Another View: In Real Life, Court Reporters Count!

From The Sacramento Bee - Published Sunday, May 1, 2011

Re: Court Reporters' Monopoly Must Come to an End" (Editorial, April 26)

The Bee's editorial sounds good on first blush: We are told California could save $100 million a year by switching from certified shorthand court reporters to electronic recording. Electronic recording works well for the Supreme Court and Courts of Appeal. Why not our trial courts too?

The answer is simple: There is a world of difference between appellate and trial courts. In appellate courts, attorneys stand at a podium and give formal arguments, one person talking at a time. Factual findings were already made in the trial courts, where it is not unusual for several people to be talking at once.

The trial lawyer is not finished with her question but the witness is already answering; while opposing counsel interposes an objection. This happens every day.

Court reporters sort this out or have the speaker repeat something missed. They get the complete testimony of the timid or mumbling witness, for which electronic recording cannot be relied upon. The court reporter also augments the record – noting if the witness cries, nods or shakes his head.

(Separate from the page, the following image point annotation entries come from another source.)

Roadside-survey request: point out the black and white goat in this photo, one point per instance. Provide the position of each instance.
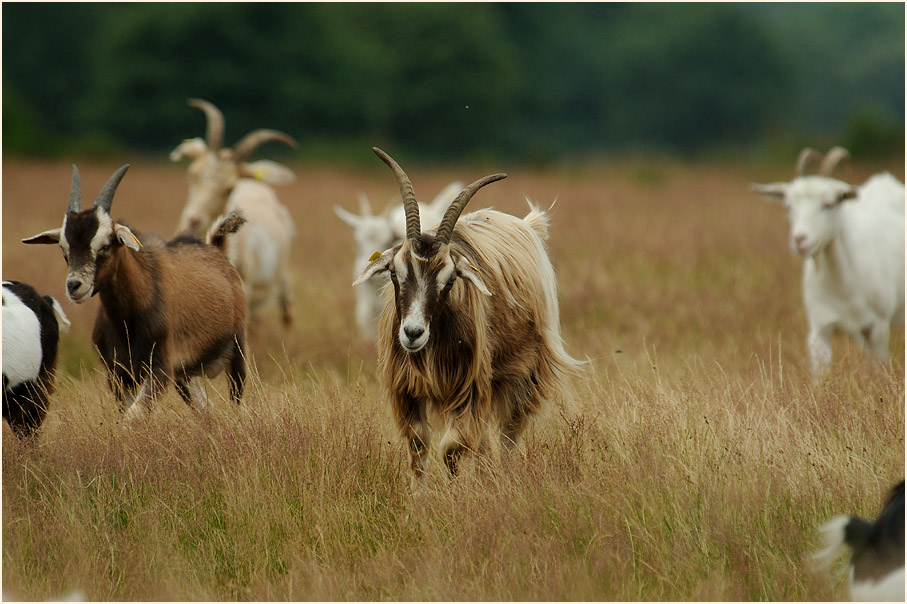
(877, 560)
(31, 330)
(169, 311)
(470, 331)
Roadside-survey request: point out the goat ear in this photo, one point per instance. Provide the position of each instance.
(193, 147)
(126, 237)
(47, 237)
(775, 191)
(346, 216)
(378, 264)
(467, 271)
(851, 193)
(267, 171)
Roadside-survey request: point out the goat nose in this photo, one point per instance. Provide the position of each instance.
(413, 333)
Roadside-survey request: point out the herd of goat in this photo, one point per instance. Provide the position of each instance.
(463, 307)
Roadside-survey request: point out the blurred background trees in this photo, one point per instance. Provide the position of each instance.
(525, 81)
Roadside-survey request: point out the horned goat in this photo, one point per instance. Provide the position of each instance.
(31, 330)
(470, 331)
(169, 311)
(852, 243)
(221, 181)
(379, 232)
(876, 566)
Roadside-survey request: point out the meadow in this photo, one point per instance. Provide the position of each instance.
(692, 461)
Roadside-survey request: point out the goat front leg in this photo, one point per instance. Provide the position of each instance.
(875, 338)
(818, 342)
(411, 419)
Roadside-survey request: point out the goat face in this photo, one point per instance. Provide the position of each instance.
(425, 267)
(212, 177)
(811, 203)
(88, 238)
(422, 283)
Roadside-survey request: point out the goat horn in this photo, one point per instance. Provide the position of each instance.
(215, 133)
(808, 154)
(256, 138)
(105, 197)
(410, 205)
(445, 230)
(832, 159)
(75, 191)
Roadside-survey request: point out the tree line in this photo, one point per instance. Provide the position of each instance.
(527, 80)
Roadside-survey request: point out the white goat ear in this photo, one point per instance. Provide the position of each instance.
(267, 171)
(126, 237)
(47, 237)
(346, 216)
(467, 271)
(378, 264)
(192, 147)
(775, 191)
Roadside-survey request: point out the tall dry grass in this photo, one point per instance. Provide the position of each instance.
(692, 462)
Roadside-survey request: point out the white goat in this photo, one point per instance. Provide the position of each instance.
(876, 567)
(31, 329)
(373, 233)
(220, 182)
(852, 243)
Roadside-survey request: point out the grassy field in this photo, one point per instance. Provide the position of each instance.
(693, 461)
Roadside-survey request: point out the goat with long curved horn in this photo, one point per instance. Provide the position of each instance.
(410, 205)
(256, 138)
(445, 229)
(215, 132)
(105, 196)
(834, 156)
(807, 155)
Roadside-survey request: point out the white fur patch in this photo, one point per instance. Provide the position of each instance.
(21, 340)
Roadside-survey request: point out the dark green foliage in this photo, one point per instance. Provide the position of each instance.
(450, 80)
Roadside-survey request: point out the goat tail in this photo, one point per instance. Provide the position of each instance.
(223, 226)
(538, 219)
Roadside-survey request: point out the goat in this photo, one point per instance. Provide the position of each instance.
(169, 311)
(372, 233)
(31, 331)
(470, 331)
(221, 181)
(852, 243)
(877, 559)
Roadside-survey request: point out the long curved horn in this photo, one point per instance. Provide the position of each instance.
(105, 197)
(215, 133)
(808, 154)
(410, 205)
(445, 229)
(832, 159)
(256, 138)
(75, 191)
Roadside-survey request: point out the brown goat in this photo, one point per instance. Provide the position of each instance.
(470, 333)
(169, 311)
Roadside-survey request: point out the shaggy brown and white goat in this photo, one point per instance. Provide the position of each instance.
(169, 311)
(470, 332)
(221, 181)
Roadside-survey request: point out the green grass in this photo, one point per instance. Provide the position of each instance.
(693, 464)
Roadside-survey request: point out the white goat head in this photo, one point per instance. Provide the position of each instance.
(811, 201)
(424, 267)
(87, 238)
(215, 170)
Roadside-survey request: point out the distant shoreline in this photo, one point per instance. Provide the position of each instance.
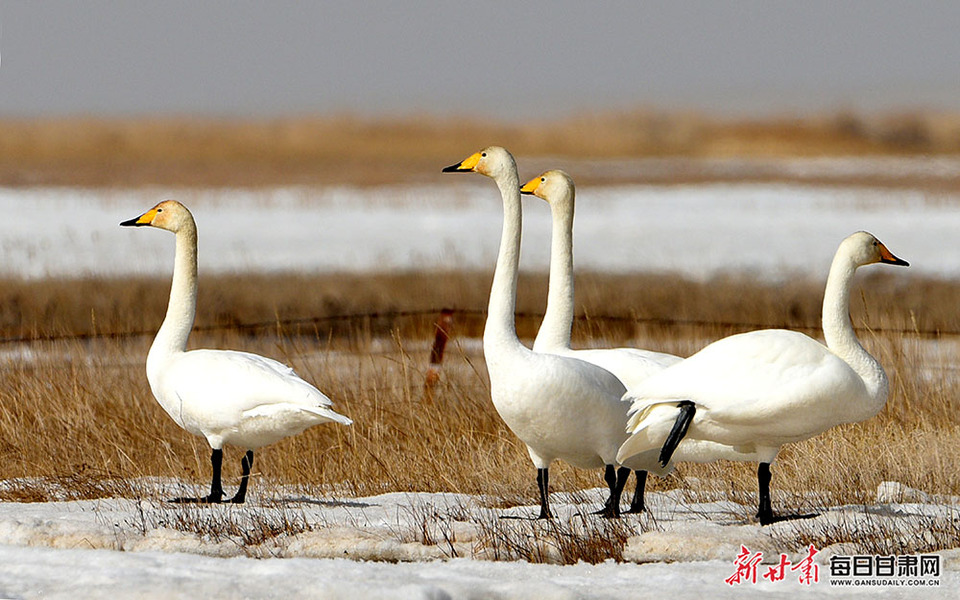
(345, 149)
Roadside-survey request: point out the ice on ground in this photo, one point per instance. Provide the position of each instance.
(285, 544)
(771, 230)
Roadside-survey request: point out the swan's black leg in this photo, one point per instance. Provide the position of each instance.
(636, 503)
(246, 463)
(685, 416)
(543, 483)
(764, 512)
(216, 486)
(616, 479)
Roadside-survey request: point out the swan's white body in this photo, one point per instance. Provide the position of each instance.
(757, 391)
(630, 365)
(560, 407)
(227, 397)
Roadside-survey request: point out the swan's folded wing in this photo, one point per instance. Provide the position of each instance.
(240, 381)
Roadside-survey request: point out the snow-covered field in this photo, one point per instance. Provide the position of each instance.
(376, 547)
(772, 230)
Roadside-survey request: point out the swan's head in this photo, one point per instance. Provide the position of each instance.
(492, 161)
(169, 215)
(864, 249)
(556, 187)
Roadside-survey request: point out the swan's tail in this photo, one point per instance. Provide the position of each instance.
(656, 428)
(328, 414)
(679, 429)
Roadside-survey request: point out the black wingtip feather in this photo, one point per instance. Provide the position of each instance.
(684, 418)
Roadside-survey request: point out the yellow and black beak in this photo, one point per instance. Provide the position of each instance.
(887, 257)
(531, 186)
(144, 220)
(465, 166)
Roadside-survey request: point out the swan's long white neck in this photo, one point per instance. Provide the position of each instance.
(557, 323)
(501, 325)
(182, 308)
(838, 330)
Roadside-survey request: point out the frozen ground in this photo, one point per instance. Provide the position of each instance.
(772, 230)
(403, 545)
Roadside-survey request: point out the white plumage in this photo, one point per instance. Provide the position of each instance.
(756, 391)
(630, 365)
(225, 396)
(560, 407)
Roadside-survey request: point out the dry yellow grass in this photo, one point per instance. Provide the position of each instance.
(80, 412)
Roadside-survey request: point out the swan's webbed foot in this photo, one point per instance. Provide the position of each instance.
(210, 499)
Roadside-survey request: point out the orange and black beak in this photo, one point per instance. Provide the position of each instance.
(887, 257)
(465, 166)
(144, 220)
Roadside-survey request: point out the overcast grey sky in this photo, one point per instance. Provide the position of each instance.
(490, 58)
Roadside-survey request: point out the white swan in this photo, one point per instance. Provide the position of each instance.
(227, 397)
(630, 365)
(759, 390)
(560, 407)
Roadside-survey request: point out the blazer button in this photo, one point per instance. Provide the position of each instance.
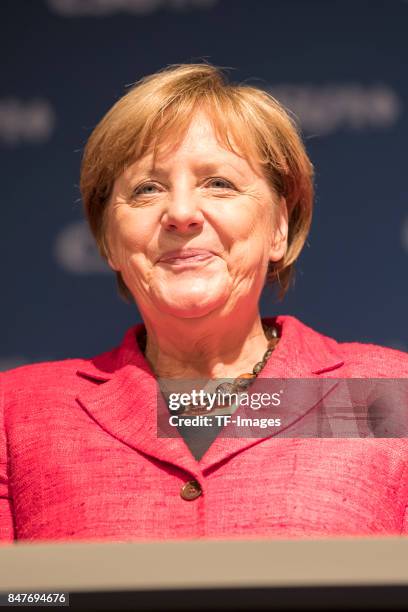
(190, 490)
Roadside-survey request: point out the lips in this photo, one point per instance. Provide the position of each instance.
(186, 255)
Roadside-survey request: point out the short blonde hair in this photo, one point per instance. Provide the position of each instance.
(158, 110)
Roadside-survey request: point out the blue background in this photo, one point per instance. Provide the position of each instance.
(340, 66)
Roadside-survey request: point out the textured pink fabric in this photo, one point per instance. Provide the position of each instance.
(80, 457)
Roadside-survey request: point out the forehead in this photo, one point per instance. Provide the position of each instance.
(199, 148)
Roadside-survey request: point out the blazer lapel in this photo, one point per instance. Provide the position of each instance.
(122, 396)
(124, 403)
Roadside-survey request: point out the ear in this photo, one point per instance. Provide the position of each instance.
(109, 256)
(112, 264)
(279, 243)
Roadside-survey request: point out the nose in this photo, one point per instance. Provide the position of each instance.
(182, 214)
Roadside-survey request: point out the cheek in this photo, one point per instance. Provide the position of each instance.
(130, 233)
(252, 225)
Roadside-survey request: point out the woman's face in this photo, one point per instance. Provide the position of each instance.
(199, 196)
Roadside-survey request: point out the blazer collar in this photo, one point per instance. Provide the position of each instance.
(122, 392)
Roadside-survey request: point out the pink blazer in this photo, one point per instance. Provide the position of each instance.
(80, 458)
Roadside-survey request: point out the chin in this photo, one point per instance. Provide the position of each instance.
(190, 308)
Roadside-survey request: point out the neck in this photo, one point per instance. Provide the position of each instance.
(190, 348)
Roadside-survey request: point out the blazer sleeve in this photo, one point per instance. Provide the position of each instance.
(6, 514)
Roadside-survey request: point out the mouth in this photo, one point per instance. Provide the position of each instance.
(190, 260)
(186, 256)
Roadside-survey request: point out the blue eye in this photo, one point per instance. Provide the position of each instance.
(138, 189)
(221, 181)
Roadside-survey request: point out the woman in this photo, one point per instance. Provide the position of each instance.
(197, 191)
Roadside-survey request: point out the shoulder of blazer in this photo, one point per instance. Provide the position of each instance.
(374, 360)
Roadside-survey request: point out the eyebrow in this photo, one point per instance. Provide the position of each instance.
(201, 166)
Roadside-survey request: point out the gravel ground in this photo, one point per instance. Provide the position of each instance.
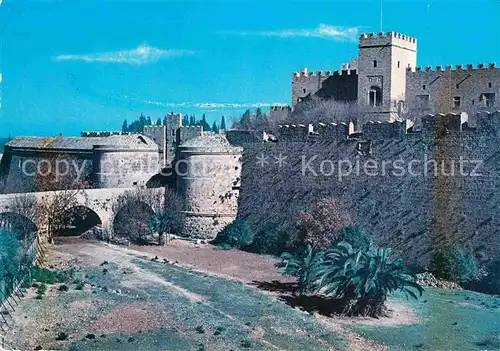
(132, 301)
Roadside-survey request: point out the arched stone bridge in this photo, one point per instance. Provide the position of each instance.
(98, 201)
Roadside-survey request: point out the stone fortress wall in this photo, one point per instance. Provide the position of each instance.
(444, 89)
(408, 213)
(386, 80)
(209, 180)
(110, 160)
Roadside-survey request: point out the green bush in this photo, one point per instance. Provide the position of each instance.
(490, 284)
(362, 278)
(61, 336)
(453, 264)
(355, 236)
(235, 235)
(319, 226)
(41, 289)
(299, 265)
(47, 276)
(9, 255)
(63, 287)
(271, 240)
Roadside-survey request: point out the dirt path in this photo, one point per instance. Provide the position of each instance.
(234, 265)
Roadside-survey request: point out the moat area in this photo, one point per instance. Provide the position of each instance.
(197, 297)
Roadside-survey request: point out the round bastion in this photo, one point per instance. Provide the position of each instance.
(208, 177)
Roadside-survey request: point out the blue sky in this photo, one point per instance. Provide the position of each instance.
(79, 65)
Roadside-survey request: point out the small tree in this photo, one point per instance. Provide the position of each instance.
(132, 211)
(9, 258)
(237, 234)
(169, 219)
(453, 264)
(25, 209)
(299, 265)
(59, 208)
(355, 236)
(215, 129)
(223, 123)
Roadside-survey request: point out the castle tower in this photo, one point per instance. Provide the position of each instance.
(208, 177)
(383, 61)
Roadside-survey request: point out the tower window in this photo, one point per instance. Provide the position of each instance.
(488, 98)
(375, 96)
(423, 101)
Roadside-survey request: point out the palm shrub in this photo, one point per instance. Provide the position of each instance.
(354, 235)
(237, 234)
(161, 222)
(362, 278)
(453, 264)
(299, 265)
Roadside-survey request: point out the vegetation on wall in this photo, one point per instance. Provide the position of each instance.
(453, 264)
(169, 219)
(237, 234)
(270, 240)
(319, 227)
(137, 126)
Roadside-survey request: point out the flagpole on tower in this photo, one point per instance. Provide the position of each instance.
(381, 14)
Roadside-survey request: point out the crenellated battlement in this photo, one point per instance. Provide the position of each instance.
(442, 124)
(457, 67)
(281, 108)
(153, 128)
(322, 74)
(385, 130)
(386, 35)
(387, 39)
(103, 134)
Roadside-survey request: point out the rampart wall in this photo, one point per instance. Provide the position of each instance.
(442, 200)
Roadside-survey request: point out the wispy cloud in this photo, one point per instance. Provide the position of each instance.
(212, 105)
(322, 31)
(141, 55)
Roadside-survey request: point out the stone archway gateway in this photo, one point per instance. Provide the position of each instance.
(79, 220)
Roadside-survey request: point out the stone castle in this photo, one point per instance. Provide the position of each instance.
(385, 80)
(238, 174)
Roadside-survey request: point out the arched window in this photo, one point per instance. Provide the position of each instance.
(375, 96)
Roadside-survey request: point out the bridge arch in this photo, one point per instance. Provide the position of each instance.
(78, 220)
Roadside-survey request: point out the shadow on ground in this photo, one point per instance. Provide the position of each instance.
(289, 293)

And in real trials people move around: Counsel approaches the witness – witness steps down and sketches a diagram – attorney retrieves exhibits from the evidence table, and so on. The court reporter tracks all of this, stopping proceedings to clarify as necessary.

Finally, the court reporter can immediately read back testimony on request, such as an answer given the previous day or two weeks ago. Most courtrooms also have the reporter's live transcript displayed upon the judge's bench. Counsel in complex cases can have transcripts prepared to review the next day. The deliberating jury can have the court reporter read back specific testimony on request.

The Bee's editorial noted the Sacramento Superior Court currently uses electronic reporting in traffic court and misdemeanor arraignment courts. From this The Bee concludes electronic reporting should work well in trials too. Instead, it reflects our court's experience concerning where electronic reporting is useful and where it is not – where it works and where it doesn't.

The Bee's call to eliminate court reporters sounds good – until you ask someone familiar with real life trials. Just ask people who try the cases. Virtually every judge, district attorney or defendants' counsel will tell you court reporters are essential to ensuring an adequate trial record.

THE SACRAMENTO BEE

Judge Steve White is the presiding judge of Sacramento Superior Court.